Steel Dynamics (SDI) produced 2.891mn nt of steel in Q1 2020, up by 5.3pc compared to the prior-year quarter and up by 9.2pc from Q4 2019. SDI shipped a total of 2.857mn nt of finished steel in Q1 2020, an increase of 6.1pc compared to 2.684mn nt Q1 2019. Total shipments were also up 7.4pc compared to 2.651mn nt in Q4 2019. External shipments of 2.495mn nt increased by 6.3pc compared to Q1 2019 and by 8.2pc compared to Q4 2019.
Flat roll shipments of 1.990mn nt accounted for 69.9pc of total shipments in Q1 2020, while the remaining 30.1pc or 0.857mn nt comprised of long product shipments. Long products shipped were 50.7pc structural and rail, 22.1pc engineered bar, 16.4pc from the Roanoke bar division, and 10.7pc from West Virginia division.
In the metal recycling division, ferrous scrap shipments of 1.192mn gt in Q1 2020 were up by 1.8pc compared to the prior-year quarter and 8.8pc higher compared to Q4 2019. SDI shipped 33.0pc of ferrous scrap externally. The volume 393,651gt, increased by 2.8pc in Q1 2020 compared to the same quarter last year and 8.9pc compared to the preceding quarter.
Nonferrous scrap shipments of 272,078lbs in Q1 2020, declined by 6.8pc compared to Q1 2019 but increased by 7.6pc compared to the immediately preceding Q4 2019.
Despite an increase in the volume of shipments, SDI reported Q1 2020 net sales of $2.58bn, down 8.5pc compared to $2.82mn in Q1 2019. Sales rose by 9.8pc compared to $2.35bn in Q4 2019.
Net income reached $187.34mn in Q1 2020, a decline of 8.3pc compared to $204.33mn in Q1 2019. Compared to the prior-year quarter, gross profit improved as the cost of goods sold declined from 84.6pc of sales to 83.9pc in Q1 2020.
Steel sales in the latest quarter accounted for 75.4pc or $1.94bn of consolidated sales for SDI, fabrication at 8.6pc or $220.94mn, metals recycling was 11.3pc at $291.86mn and the other category was 4.3pc.
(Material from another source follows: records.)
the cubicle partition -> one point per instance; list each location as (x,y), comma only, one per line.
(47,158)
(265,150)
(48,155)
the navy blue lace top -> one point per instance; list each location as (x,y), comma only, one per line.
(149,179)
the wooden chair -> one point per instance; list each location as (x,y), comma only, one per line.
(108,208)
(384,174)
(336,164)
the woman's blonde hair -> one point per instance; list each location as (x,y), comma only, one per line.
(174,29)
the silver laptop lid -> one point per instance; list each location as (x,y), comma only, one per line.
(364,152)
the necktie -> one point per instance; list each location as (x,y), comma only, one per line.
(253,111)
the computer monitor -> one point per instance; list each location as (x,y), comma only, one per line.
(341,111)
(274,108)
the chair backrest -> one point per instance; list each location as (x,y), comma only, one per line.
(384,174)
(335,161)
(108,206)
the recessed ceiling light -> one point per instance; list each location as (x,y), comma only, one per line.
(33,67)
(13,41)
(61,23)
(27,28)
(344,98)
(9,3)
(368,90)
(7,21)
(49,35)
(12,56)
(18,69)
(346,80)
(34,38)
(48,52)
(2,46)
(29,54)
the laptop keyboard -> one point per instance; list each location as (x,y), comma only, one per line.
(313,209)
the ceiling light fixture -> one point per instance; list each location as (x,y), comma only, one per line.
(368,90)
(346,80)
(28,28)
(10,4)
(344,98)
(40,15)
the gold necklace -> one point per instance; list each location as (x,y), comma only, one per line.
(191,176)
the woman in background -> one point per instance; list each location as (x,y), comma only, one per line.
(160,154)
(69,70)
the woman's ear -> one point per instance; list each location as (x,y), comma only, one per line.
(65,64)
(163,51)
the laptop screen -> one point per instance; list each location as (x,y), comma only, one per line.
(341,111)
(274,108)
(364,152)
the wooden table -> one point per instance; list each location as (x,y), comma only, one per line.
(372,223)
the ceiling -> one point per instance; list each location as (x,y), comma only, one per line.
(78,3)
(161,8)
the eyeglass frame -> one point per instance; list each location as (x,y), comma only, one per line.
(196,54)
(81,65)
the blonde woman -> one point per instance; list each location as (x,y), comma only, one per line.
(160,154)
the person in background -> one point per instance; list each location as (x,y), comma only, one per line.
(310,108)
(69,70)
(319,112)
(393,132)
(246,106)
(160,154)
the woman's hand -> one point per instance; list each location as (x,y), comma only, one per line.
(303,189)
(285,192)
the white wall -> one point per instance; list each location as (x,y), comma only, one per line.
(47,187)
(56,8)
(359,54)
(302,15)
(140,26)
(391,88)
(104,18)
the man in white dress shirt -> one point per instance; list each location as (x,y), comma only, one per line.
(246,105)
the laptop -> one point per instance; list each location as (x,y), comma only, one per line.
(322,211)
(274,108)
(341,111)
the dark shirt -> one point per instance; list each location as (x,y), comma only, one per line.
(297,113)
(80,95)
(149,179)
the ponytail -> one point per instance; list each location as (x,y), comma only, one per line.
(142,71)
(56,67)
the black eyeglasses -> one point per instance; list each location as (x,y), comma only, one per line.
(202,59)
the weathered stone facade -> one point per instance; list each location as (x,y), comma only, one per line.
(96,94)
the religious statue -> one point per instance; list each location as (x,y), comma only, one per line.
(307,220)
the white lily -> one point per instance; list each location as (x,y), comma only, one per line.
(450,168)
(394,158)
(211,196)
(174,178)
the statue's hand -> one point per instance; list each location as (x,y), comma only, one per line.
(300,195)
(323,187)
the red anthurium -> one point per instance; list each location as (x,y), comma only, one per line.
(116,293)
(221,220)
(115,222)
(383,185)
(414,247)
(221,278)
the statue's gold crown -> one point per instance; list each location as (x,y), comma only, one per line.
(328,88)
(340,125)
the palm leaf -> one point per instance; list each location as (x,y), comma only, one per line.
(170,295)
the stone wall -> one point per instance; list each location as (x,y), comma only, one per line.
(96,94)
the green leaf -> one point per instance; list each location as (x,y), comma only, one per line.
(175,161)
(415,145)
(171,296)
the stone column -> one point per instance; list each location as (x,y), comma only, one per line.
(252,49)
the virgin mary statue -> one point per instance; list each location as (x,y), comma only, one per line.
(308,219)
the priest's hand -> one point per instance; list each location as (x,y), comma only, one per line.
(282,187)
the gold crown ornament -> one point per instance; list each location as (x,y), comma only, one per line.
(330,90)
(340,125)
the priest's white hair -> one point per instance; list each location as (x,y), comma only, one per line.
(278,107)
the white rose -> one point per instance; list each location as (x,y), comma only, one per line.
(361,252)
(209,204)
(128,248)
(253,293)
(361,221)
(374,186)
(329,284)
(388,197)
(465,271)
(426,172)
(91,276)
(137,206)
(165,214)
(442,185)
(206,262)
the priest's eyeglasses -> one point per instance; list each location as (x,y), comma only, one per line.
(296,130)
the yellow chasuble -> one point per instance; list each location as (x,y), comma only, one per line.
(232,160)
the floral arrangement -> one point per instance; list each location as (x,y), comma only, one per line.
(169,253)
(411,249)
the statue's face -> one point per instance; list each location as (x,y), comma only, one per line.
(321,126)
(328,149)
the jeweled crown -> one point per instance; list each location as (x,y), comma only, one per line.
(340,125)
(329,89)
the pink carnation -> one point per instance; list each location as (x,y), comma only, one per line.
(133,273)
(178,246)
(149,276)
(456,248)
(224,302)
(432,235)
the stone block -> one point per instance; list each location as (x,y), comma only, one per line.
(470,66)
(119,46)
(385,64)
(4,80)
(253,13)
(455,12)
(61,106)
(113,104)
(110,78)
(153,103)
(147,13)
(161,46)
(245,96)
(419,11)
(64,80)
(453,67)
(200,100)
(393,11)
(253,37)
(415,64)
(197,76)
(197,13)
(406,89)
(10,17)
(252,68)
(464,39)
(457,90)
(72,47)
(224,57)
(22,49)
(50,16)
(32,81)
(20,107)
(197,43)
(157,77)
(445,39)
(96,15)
In Q1 2019, the percentage compositions were 75.4pc, 8.1pc, 12.5pc, and 4.0pc, respectively.
In Q1 2020, operating income for the company’s steel operations was $292.75mn as quarterly shipments offset metal spread compression, especially as finished steel prices faced downward pressure. Both flat roll and long products encountered strong demand throughout the quarter. Q1 2020 steel operating income declined 6.3pc from the same quarter last year while increasing 45.5pc compared to $201.27mn in Q1 2019.
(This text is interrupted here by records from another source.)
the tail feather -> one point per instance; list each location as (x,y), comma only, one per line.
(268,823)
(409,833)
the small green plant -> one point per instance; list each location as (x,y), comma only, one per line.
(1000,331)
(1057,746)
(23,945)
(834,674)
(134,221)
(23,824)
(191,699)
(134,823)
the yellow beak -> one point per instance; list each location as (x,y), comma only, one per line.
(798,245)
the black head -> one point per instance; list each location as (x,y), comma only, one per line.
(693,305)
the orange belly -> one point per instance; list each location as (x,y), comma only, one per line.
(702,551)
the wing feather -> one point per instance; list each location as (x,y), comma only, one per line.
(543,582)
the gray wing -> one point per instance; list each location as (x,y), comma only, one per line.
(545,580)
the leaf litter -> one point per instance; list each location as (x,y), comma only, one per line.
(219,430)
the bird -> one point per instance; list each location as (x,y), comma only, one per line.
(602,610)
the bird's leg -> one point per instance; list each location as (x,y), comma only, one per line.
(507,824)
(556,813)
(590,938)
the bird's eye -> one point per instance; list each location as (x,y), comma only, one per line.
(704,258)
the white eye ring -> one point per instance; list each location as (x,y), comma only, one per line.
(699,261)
Compared to Q4 2019, Q1 2020 average external product selling price for the company’s steel operations increased $10/nt or 1.3pc to $774/nt. Against the same quarter a year ago, the company’s steel operations average external selling price in Q1 2020 declined 14.2p.
The average ferrous scrap cost per ton melted increased $24/nt or 9.9pc to $267/nt from Q4 2019 to Q1 2020. Compared to Q1 2019, the latest quarter average ferrous scrap cost per melted ton decreased 21.0pc.
As a result of increased ferrous and nonferrous scrap selling values and shipments, Q1 2020 operating income from the company’s metals recycling operations rose to $8.33mn, compared to a loss of $5.25mn in Q4 2019. Compared to the same quarter a year ago, though, metals recycling income in Q1 2020 decreased 58.3pc from 19.96mn. Monthly ferrous prime scrap indices increased by approximately $30/gt during the first quarter.
Steel fabrication business segment order backlog is over 15pc higher than a year ago. Q1 2020 company’s steel fabrication operations remained strong at $29 million, down 12pc compared to Q4 2019, due primarily to seasonally lower shipments.
SDI entered 2020 with $1.6bn in cash available for the preparation of new $1.9bn Texas EAF flat roll steel mill, the construction for which began in January. Operations at the mill could commence in June 2021 as originally planned. SDI’s president and COO Mark Millet acknowledged the impact on domestic mills as a result of closures and softer demand per COVID-19 policies but noted it is too early to determine the full scope of the negative impact of COVID. He further added that the re-opening of the economy could result in fast replenishment by buyers facing low inventories throughout the supply chain.